According to recent information from five major Korean banks – Shinhan Bank, Kookmin Bank, Korea Exchange Bank (KEB), Woori Bank and Hana Bank – total deposits by Chinese customers at their Jeju branches have more than doubled since 2012, with some banks reported a much higher rate of increase.
KEB said deposits from Chinese customers at its two offices on Korea’s southernmost island totaled 260.8 billion won ($254.8 million) in March, up from 4.3 billion won in 2012. During the same period, the number of Chinese corporate clients rose from nine to 43, while the number of Chinese private clients increased from 10 to 311, the lender added.

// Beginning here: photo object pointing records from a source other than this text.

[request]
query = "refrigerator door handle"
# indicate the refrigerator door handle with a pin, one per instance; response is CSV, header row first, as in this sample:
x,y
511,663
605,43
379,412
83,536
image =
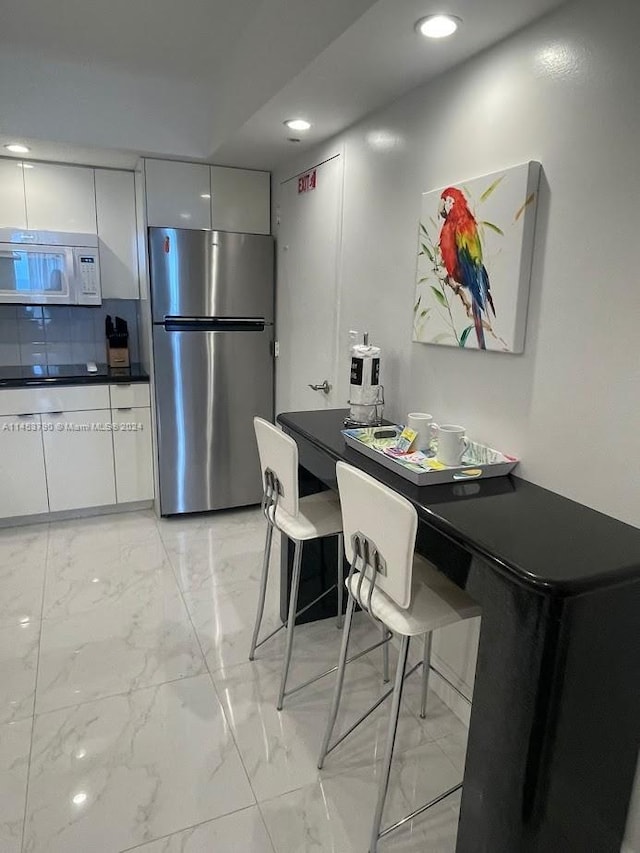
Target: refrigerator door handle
x,y
214,324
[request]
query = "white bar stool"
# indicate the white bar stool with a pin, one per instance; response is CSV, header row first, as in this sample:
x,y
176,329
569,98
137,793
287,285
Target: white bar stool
x,y
299,519
397,588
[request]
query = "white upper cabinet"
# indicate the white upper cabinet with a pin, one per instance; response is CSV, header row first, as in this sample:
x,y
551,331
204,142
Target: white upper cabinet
x,y
240,200
13,213
178,194
132,450
116,212
60,198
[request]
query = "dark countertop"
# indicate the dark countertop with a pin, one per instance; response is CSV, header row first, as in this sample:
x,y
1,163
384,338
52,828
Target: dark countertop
x,y
545,540
38,376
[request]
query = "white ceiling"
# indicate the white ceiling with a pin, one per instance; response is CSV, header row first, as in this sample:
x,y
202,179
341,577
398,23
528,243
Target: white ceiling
x,y
213,79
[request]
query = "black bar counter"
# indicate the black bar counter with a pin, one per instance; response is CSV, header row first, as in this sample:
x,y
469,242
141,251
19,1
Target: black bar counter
x,y
555,722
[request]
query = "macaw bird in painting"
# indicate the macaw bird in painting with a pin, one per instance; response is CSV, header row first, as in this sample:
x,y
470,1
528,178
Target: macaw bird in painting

Woori Bank said it had 100 Chinese clients at its Jeju branches, who deposited a total of 196.9 billion won in March. In December 2011, it had 82 customers, who deposited a total of 151.5 billion won.
Local bankers speculated that the rise in banking activity has been fueled by investors participating in property development projects on the island who have become permanent residents of Korea.
Jeju is treated like a special economic zone in Korea, where the government allows gambling and non-Koreans who purchase apartments or condominiums worth over 500 million won ($488,000) and reside there for more than five years can be granted permanent residency.
Chinese Developing Casinos and Vacation Homes
In February this year a Chinese developer announced that it was joining with the company behind one of Singapore’s Sentosa casinos to invest US$2.2 billion in a new gambling-centred project on the island.
The joint venture between Genting Singapore Plc and Landing International Development Ltd. would create the Resorts World Jeju – the largest destination on South Korea’s Jeju Island.
In December last year, Dalian Wanda announced that it will be building the Jeju Dream Tower after signing a contract with an affiliate of South Korea’s Lotte Tour to build a pair of residential towers, both over 60 stories tall, on the island. Wanda, which is controlled by China’s richest man, Wang Jianlin, has become one of the country’s leading overseas investors.
The ferry that capsized on April 16 with 459 passengers onboard off the coast of South Korea was headed to Jeju Island. The island is only 533 kilometres (331 miles) from Shanghai.